Der angeschlagene Energiekonzern Uniper soll unter staatliche Kontrolle kommen. Uniper befinde sich dazu in abschießenden Gesprächen mit dem Bund und dem finnischen Mutterkonzern Fortum, teilte der Konzern mit. Es sei unter anderem eine Kapitalerhöhung in Höhe von acht Milliarden Euro geplant, die ausschließlich durch den Bund gezeichnet werden solle. Darüber hinaus solle der deutsche Staat die derzeit von Fortum gehaltenen Uniper-Aktien erwerben.

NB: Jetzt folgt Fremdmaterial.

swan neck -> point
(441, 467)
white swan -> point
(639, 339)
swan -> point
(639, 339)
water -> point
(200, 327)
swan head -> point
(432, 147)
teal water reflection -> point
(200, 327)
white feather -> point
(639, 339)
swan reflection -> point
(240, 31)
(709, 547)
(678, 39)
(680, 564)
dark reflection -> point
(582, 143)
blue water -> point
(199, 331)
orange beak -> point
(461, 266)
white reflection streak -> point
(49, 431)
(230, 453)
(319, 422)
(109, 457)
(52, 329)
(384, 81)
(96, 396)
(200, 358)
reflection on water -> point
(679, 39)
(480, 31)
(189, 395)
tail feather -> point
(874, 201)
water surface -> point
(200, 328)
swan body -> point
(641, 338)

Der Gaskonzern Uniper kündigt seine Verstaatlichung an - was bedeutet das für die Gasumlage?Bild: Ina Fassbender/AFP

"Die endgültige Vereinbarung ist noch nicht abgeschlossen", sagte das Unternehmen.

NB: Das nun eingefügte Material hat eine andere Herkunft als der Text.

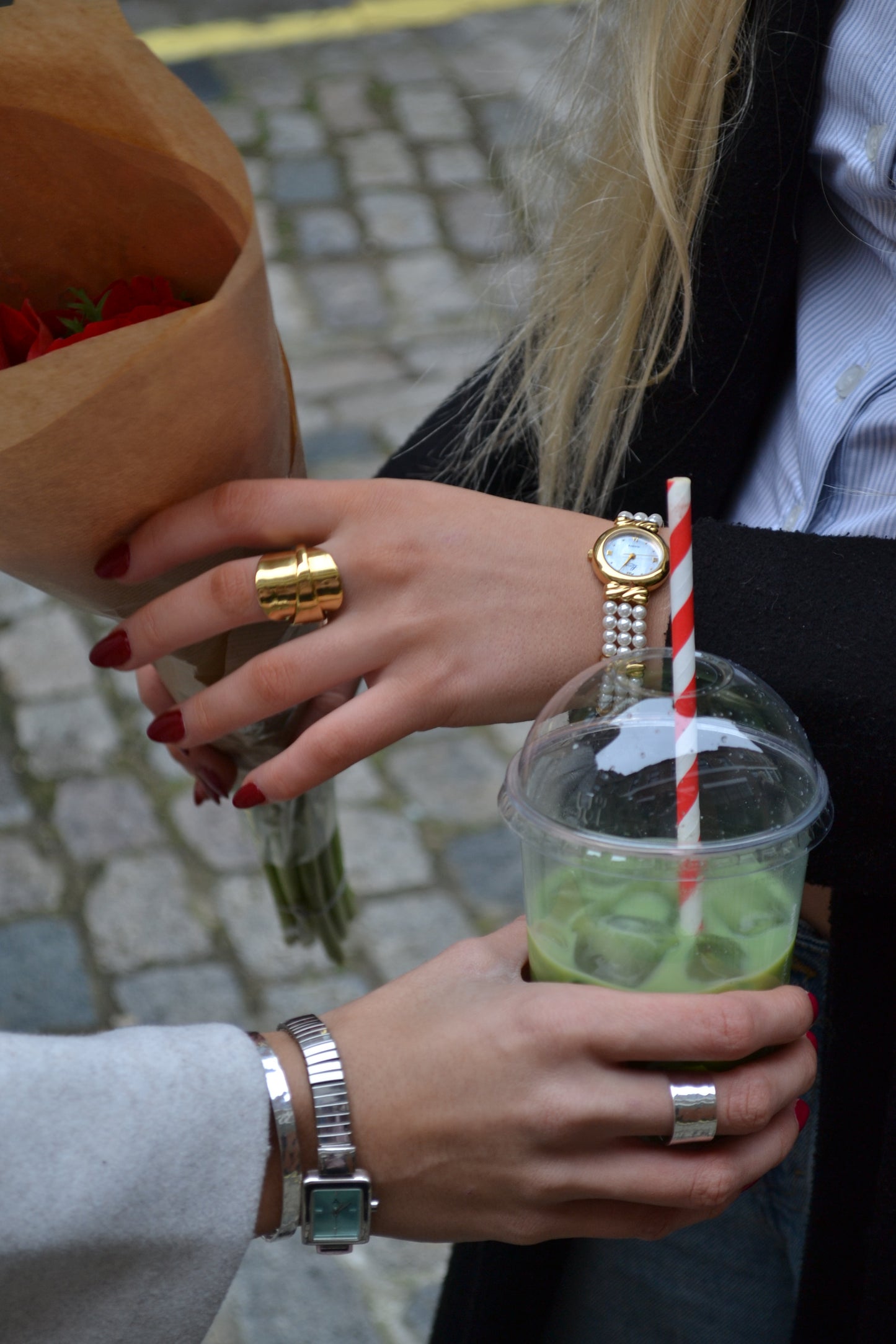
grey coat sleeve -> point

Füllstände der Gasspeicher steigen

Trotz der Ende August eingestellten Erdgaslieferungen aus Russland sind die deutschen Gasspeicher mittlerweile zu mehr als 90 Prozent gefüllt. Das geht aus Daten der europäischen Speicherbetreiber hervor, die im Internet veröffentlicht wurden. Demnach erreichten die Speicher am vergangenen Sonntag einen Füllstand von 90,07 Prozent - 0,32 Prozentpunkte mehr als am Vortag. 

Eine Ministerverordnung sieht vor, dass die deutschen Speicher am 1. November, also in sechs Wochen, zu mindestens 95 Prozent gefüllt sein sollen. Die bei diesem Füllstand gespeicherte Gasmenge entspricht etwa dem bundesweiten Verbrauch im Januar und Februar 2022. Die Speicher gleichen Schwankungen beim Gasverbrauch aus und bilden damit eine Art Puffersystem für den Gasmarkt. An kalten Wintertagen werden bis zu 60 Prozent des Gasverbrauchs in Deutschland aus deutschen Speichern abgedeckt.

Gasspeicher in Sachsen-AnhaltBild: Waltraud Grubitzsch/dpa/picture alliance

Derzeit erhält Deutschland Erdgas über Pipelines aus Norwegen, den Niederlanden und Belgien. Zum Jahreswechsel sollen an der deutschen Nordseeküste die ersten beiden Terminals zur Anlandung von verflüssigtem Erdgas (LNG) in Betrieb genommen werden.

se/gri/jj/ww/nob/rb (dpa, rtr, afp, ap)

Dieser Artikel wird am Tag seines Erscheinens fortlaufend aktualisiert. Meldungen aus den Kampfgebieten lassen sich nicht unabhängig überprüfen.